From the Mud to the Frontier
Walking, I am listening to a deeper way. Suddenly all my ancestors are behind me. Be still, they say. Watch and listen. You are the result of the love of thousands. -Linda Logan
There is a distinct, heavy silence that falls when a name you have carried your entire life is suddenly no longer your own to protect.

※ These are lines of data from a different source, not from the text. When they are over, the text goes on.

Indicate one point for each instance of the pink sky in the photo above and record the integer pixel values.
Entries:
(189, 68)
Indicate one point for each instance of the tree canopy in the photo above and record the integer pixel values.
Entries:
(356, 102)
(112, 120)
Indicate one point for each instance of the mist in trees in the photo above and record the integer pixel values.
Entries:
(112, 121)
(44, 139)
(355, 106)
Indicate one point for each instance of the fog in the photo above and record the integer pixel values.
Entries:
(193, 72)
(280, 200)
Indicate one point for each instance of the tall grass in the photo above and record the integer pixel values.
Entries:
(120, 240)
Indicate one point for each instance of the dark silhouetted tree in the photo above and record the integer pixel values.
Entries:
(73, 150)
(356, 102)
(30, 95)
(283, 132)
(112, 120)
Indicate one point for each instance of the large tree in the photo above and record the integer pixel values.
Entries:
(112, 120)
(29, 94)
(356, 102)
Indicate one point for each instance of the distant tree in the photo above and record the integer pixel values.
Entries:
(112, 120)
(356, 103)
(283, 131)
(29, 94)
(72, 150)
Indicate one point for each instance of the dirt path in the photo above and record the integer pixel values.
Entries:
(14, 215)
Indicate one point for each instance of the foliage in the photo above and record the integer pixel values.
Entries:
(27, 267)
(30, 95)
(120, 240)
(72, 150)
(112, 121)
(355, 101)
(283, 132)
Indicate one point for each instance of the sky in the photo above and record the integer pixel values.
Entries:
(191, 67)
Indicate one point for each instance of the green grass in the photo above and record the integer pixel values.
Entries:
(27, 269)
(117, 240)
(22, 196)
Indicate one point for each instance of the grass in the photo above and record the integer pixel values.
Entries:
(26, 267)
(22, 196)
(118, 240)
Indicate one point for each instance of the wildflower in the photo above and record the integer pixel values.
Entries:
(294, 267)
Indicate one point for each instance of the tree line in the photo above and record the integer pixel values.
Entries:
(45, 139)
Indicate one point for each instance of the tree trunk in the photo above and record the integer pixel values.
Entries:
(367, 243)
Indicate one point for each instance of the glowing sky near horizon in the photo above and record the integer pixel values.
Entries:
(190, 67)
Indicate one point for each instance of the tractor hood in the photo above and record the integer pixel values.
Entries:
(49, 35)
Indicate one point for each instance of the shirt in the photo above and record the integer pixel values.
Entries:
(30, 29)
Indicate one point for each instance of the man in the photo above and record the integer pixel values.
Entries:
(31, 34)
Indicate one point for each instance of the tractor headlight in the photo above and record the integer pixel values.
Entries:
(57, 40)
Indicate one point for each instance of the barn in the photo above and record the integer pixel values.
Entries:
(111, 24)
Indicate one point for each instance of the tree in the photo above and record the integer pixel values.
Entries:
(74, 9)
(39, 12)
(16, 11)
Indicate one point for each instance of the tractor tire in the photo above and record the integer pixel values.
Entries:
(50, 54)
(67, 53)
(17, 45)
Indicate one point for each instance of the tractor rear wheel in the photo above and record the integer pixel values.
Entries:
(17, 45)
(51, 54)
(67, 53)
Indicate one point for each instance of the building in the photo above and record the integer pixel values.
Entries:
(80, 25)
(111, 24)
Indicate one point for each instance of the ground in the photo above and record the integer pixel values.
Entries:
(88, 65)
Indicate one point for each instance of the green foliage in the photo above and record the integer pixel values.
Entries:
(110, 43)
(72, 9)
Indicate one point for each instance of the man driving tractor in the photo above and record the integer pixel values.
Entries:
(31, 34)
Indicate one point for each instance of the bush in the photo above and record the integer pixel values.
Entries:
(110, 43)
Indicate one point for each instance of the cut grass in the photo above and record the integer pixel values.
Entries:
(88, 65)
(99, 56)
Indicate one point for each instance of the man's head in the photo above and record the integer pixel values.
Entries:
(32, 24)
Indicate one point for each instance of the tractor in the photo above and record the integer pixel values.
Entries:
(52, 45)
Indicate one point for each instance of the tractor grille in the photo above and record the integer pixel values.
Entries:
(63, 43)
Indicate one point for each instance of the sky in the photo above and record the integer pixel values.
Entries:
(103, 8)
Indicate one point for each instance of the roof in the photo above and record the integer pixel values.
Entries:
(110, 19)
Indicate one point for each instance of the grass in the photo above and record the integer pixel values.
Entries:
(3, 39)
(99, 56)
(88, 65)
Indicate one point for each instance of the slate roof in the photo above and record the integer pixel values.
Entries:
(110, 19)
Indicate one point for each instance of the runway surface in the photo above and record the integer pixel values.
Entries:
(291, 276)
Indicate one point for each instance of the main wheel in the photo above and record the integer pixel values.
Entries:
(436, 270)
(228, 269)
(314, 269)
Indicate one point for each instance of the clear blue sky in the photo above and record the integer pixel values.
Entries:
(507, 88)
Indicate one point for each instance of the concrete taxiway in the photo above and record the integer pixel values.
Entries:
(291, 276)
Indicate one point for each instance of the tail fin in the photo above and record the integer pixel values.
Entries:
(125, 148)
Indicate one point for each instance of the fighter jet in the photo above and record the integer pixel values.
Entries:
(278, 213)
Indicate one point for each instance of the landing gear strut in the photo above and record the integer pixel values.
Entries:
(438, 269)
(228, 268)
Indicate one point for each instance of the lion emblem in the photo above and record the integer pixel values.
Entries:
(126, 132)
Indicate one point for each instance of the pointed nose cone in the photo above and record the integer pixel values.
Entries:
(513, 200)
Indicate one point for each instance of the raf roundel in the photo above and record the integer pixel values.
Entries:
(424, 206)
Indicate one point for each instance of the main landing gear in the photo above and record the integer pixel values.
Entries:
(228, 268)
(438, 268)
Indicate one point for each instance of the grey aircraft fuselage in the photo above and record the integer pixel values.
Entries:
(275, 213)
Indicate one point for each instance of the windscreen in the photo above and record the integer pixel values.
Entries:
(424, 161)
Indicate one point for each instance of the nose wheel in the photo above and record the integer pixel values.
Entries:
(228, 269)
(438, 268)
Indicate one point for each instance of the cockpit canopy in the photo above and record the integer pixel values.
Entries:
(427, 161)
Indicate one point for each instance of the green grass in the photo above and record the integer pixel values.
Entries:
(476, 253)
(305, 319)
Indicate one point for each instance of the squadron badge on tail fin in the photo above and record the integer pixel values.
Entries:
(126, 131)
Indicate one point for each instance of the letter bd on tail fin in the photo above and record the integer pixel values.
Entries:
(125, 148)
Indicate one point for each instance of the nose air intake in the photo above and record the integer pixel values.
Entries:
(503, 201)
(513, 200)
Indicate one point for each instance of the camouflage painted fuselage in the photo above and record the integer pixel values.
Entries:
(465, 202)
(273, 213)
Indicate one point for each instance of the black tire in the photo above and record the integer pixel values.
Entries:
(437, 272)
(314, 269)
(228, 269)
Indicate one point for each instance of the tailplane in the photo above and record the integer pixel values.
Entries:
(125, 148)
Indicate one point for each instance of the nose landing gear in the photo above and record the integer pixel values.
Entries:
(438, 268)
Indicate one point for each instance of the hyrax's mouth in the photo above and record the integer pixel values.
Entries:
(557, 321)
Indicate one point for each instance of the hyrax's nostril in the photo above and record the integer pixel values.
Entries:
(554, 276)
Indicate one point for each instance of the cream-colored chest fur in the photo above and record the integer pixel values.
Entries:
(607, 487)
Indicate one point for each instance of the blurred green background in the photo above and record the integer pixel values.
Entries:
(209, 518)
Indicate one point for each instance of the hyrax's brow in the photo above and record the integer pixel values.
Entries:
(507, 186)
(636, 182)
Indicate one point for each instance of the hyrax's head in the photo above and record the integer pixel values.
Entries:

The erosion didn’t happen overnight. The roots of the storm go all the way back to 2005, marking the beginning of a nine-year relationship defined by abuse. When I finally found the strength to leave in 2014, the battle didn’t end; it simply shifted into a grueling chapter of post-separation abuse. For four more years, I quietly navigated the exhausting, draining reality of that hidden warfare. Then, in 2018, the tactical landscape shifted into the public eye, and my name was thrown into the mud. It wasn’t a quiet, private fracturing, but a coordinated effort; dragged through the digital wilderness by an ex, his wife, their friends, and a chorus of online women who knew nothing of my heart, yet claimed expertise on my character. When malice is loud enough, it creates a terrifying distortion. You look in the mirror, and the letters of your own identity begin to look like a trigger for shame. Every time I had to write it down, sign a document, or introduce myself, I felt a sharp, suffocating weight. The name felt stained, wrapped in a narrative built entirely out of someone else’s bitterness.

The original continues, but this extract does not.